Jul 18, 2011

Hackers and spammers prefer compromised email accounts

ZDnet recently posted a report from Commtouch about how spammers and hackers seem to be trending away from botnets, and going after compromised personal email and social accounts instead (hotmail, gmail, facebook, etc).  They found that of the spam sent from Hotmail, almost 30% came from compromised accounts. Perhaps not so coincidentally, Hotmail just released a new "my friend’s been hacked" reporting mechanism.

Even though these reports center around personal webmail services and personal social accounts, ESP customers should look into beefing up their security as well.

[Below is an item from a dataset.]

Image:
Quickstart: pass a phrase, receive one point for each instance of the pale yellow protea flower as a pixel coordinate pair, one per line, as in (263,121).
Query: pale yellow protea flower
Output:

Over the last couple years, attacks on ESPs have been on the rise. Sometimes, the ESP has been breached, but more commonly it’s an end user (or the end-user’s marketing agency) that unwittingly gives their account credentials to spammers (usually via malware on their computers).

So here’s a not-so-gentle reminder to MailChimp users, and especially MailChimp users who manage multiple accounts: GO ACTIVATE OUR SECURITY FEATURES.

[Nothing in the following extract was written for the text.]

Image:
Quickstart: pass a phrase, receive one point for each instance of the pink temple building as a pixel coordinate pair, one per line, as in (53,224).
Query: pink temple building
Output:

In case you missed the recent announcements:

New Feature: Generate Strong Passwords

Also, when it’s time for you to change your MailChimp account’s password, you’ll notice a new "generate strong password" feature we’re rolling out in v6.1:
We all know you should be generating some good, strong passwords (see: 3 billion passwords per second: are strong passwords enough?).
We thought we’d make that process a little easier with the "Generate Strong Password" button. When you click that, we’ll create a random, 16-character password for you. After you click the arrow to have it pasted into the password field, we’ll provide you with an opportunity to print that password out for safe keeping:
Sure, you could just try memorizing that insane password, but you won’t. And unless you’re plugging this into a password manager right now (like 1password or KeePass or LastPass), we figured you might need a handy, wallet-size print out:
By the way, this whole "print-a-card" thing is similar to the process you’d go through if you activate 2-factor authentication for Google Apps, like Gmail. We’ve heard anecdotes of ESP customers (especially their marketing agencies and consultants) getting their accounts breached via spear-phishing emails delivered to their personal inboxes that appear to be from contacts and friends (also see: Social Engineering Was Key to Google Hack). So in addition to activating MailChimp’s security features, you should look into activating additional security features in Gmail and your social apps too (see: Facebook’s login approvals).
All of these security measures can be a bit daunting and maybe even a little depressing, but if you manage email and have access to a large list, I think we "just have to deal."